How to interpret variant allele frequency?
23 months ago
I am a bioinformatics student and completely new to NGS analysis (and also to biological reasoning). I would like to understand what is all about the variant allele frequency (VAF).

Why is it important to know whether the VAF is highly enough? What VAF can be considered highly enough?

Is there a specific cutoff for VAF that can be used to determine whether a variant is clonal or subclonal, assuming a 90% tumor purity?

I tried googling it but could not figure out a satisfying answer. Appreciate your effort.

VAF MAF
Variant allele frequency (VAF) = The number of variant allele/The number o Variant allele + The number o Reference allele. 4 / 4+2

I guess VAF > 0.5 considered as clonal in a binomial distribution of VAFs

Are your cancer cells haploid? Nice explanation BTW.

Personally, it is easier for me to think of VAF as "Variant Allele Fraction" than "Variant Allele Frequency". "Allele Frequency" is used a lot in the population context (like in ExAC/gnomAD/1000g), so thinking in terms of "What fraction of my cells (well, haplotypes) have this allele?" helps me picture it better.

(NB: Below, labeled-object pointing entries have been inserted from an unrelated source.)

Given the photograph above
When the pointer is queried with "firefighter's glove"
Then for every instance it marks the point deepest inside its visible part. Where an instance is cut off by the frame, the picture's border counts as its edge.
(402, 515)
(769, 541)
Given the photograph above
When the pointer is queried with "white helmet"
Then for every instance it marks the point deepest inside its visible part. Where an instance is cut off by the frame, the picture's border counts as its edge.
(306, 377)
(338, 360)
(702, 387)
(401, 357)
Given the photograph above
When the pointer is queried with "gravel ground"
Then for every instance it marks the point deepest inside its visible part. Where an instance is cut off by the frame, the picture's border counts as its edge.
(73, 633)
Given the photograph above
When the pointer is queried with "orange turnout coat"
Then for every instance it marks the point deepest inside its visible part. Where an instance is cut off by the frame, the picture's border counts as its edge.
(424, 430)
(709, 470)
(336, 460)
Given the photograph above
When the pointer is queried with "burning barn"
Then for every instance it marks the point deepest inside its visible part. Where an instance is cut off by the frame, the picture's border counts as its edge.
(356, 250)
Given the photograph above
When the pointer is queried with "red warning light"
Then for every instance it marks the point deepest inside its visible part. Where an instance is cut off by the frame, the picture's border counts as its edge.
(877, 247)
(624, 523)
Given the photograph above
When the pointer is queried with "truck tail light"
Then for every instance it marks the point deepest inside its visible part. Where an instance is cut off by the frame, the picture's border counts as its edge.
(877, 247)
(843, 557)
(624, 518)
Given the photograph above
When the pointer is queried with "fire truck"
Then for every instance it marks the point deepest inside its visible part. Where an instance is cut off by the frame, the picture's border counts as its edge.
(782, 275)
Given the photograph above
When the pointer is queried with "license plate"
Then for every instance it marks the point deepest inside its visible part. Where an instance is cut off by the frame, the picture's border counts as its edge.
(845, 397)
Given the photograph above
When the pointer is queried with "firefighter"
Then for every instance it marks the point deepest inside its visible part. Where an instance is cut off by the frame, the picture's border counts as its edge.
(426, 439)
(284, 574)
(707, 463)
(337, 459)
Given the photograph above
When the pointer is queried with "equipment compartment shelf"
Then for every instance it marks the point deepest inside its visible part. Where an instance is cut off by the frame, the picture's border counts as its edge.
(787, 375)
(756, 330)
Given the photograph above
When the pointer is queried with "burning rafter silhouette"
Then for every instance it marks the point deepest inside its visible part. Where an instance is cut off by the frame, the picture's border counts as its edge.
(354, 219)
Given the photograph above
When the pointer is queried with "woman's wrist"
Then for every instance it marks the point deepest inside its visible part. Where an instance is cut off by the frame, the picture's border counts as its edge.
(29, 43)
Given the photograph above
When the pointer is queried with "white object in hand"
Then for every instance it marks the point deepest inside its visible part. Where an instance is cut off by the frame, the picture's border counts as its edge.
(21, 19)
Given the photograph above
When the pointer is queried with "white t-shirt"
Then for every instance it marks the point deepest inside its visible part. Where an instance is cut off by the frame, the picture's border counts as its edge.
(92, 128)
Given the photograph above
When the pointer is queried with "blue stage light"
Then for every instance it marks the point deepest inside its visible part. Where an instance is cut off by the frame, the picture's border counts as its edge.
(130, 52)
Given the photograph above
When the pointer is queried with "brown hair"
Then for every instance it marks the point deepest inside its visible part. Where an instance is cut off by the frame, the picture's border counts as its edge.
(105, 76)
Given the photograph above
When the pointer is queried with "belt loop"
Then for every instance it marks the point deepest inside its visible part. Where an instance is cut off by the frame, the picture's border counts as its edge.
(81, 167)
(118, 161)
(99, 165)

I guess VAF > 0.4 considered as clonal in a binomial distribution of VAFs

Do you have a source on this? I'd much appreciate that. We have a lot of high purity tumors (I think), because a lot of the variants we see have TVAF close to 1 - that or they're all germline variants :-)

Here I read

clonal genes usually have mean allele frequency around ~50% assuming pure sample

http://bioconductor.org/packages/devel/bioc/vignettes/maftools/inst/doc/maftools.html

Thank you. maftools is pretty amazing!

23 months ago
d-cameron

Why is it important to know whether the VAF is highly enough? What VAF can be considered highly enough?

The lower the VAF, the more likely the variant is to be a false positive (since it is supported by fewer reads).

Is there a specific cutoff for VAF that can be used to determine whether a variant is clonal or subclonal, assuming a 90% tumor purity?

The cut-off depends on both the purity and the ploidy of the tumour sample. Aneuploidy is extremely common in adult cancers so making a diploid assumption is a very bad idea. Tools such as ascatNGS (https://www.ncbi.nlm.nih.gov/pmc/articles/PMC6097604/) will fit jointly fit VAF and copy number to determine the purity and ploidy of the dominant clone. Variants which do not fit any of the expected VAFs (e.g. for CN=3 the expected VAFs are 0, 1/3, 2/3, 1) are likely to be subclonal (or noise).

This area of bioinformatics has been extensively studied and there are many tools in this space.